Door two has its own catch, and it is the interesting one. If you query raw SQL, who computes gross margin? If the answer is “the agent, on the fly,” you have handed the most delicate part of your business logic to a system that will cheerfully invent a slightly different formula each time. That is how you end up with three versions of the same KPI in one week.
The move that makes this calm
Here is the part I rarely see written down, and it is the whole point of this post.
You do not have to choose between “agent writes DAX” and “agent invents SQL math.” There is a third option, and most mature teams drift toward it without naming it. Push the measure logic down into curated SQL views. Bake the gross-margin formula into a view called something obvious. Now a plain-SQL agent selects from that view and gets the governed, agreed number, with no DAX and no improvisation.
I have seen exactly this in the wild, where a data lead had already, almost by instinct, written the margin formula into the view rather than leave it to whatever queried the table. That instinct is correct. It is the SQL equivalent of a DAX measure, and it travels anywhere SQL travels.
So the working pattern looks like this. Keep the semantic model as the canonical definition of every measure, the single place humans argue about what the number means. Then, for the agent, export those definitions into curated views and a short metric dictionary the agent can read. The agent writes simple SQL. The numbers stay correct. And the whole thing stops depending on a fragile DAX-generation step.
Why bother keeping the model at all, then? Because some calculations genuinely belong there. Time intelligence, year-over-year with the right calendar handling, running totals that respect filters, these are painful to reproduce in SQL and pleasant in DAX. For those, let the agent go through door one with a fixed query template, as a narrow exception rather than the default.
What this means for the next twelve months
If you are about to put an agent on your analytics, three things follow.
Inventory your semantic models before anything else. That is where your real intellectual property sits, and you should treat the measure definitions as a first-class asset, version them, document them, name an owner. Most teams cannot produce a clean list of their own measures, which tells you how invisible this layer has become.
Decide your door on purpose. SQL over curated views is the lower-drama path for most question-answering.
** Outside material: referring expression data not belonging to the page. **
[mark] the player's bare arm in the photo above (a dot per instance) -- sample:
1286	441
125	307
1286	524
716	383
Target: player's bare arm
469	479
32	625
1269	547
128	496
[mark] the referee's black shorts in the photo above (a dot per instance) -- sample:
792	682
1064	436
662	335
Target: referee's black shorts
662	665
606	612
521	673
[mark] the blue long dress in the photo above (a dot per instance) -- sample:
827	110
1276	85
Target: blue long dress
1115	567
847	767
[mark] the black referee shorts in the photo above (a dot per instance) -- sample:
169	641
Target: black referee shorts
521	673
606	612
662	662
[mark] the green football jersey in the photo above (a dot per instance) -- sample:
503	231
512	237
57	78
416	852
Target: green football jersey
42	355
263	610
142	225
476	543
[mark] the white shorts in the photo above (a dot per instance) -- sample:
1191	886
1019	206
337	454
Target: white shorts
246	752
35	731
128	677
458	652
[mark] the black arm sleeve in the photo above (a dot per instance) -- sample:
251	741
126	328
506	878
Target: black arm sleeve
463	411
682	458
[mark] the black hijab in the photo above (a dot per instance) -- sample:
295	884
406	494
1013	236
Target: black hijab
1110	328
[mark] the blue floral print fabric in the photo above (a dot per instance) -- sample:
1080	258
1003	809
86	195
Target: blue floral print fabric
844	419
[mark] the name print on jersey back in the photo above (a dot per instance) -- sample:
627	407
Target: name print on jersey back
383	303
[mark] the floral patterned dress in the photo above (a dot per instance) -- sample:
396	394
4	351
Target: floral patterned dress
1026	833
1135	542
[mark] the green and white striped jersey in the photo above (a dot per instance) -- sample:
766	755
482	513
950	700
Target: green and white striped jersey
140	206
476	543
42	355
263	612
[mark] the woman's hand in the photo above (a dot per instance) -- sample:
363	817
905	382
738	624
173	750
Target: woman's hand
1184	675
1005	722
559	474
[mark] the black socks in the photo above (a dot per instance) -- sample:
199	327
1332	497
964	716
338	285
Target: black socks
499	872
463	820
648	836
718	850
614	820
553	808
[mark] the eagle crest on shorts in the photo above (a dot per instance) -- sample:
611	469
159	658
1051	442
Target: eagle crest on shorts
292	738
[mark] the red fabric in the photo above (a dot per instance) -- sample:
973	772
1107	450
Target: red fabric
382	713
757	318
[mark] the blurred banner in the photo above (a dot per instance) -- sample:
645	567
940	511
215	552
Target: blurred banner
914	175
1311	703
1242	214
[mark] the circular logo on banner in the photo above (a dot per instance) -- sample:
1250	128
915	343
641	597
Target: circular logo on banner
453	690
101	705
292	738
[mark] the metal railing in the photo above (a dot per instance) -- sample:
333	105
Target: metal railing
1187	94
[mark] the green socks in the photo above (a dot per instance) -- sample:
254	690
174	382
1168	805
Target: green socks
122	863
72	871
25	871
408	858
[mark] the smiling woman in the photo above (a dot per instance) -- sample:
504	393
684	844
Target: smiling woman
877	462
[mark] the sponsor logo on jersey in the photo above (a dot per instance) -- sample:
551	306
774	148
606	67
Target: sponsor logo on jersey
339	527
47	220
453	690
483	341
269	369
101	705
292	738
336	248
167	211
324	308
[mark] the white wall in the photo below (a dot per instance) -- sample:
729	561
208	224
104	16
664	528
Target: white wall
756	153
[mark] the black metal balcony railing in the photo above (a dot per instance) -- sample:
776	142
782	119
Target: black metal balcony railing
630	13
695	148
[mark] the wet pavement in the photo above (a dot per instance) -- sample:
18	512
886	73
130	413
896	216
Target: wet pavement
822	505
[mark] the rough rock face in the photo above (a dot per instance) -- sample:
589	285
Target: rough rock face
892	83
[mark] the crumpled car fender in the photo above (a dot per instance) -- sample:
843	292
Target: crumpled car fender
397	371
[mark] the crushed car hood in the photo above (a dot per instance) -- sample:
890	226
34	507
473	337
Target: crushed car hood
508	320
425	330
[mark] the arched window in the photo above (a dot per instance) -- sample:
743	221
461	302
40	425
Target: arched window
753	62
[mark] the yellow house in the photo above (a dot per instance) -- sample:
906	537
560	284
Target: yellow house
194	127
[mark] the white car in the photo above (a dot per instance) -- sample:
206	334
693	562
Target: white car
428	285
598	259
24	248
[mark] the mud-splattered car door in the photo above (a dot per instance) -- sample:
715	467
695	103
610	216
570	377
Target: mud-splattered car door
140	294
DAX against the model is right when the metric needs the model’s machinery. Pick per metric, not per religion.
And stop measuring AI readiness by how nice the dashboards look. A gorgeous report on top of a vague model is a liability now, because the agent will read the vague model and produce vague, confident answers at scale. A plain report on top of a sharp model is the thing you want.
Running Tallyfy for over a decade taught me that the durable value in software is almost never the screen. It is the rules underneath the screen, the part users never see and never thank you for. Business intelligence is the same story. The report was always the easy half. We just could not tell, until something came along that could do the easy half for free.
The model is the half you were paid to get right. It still is.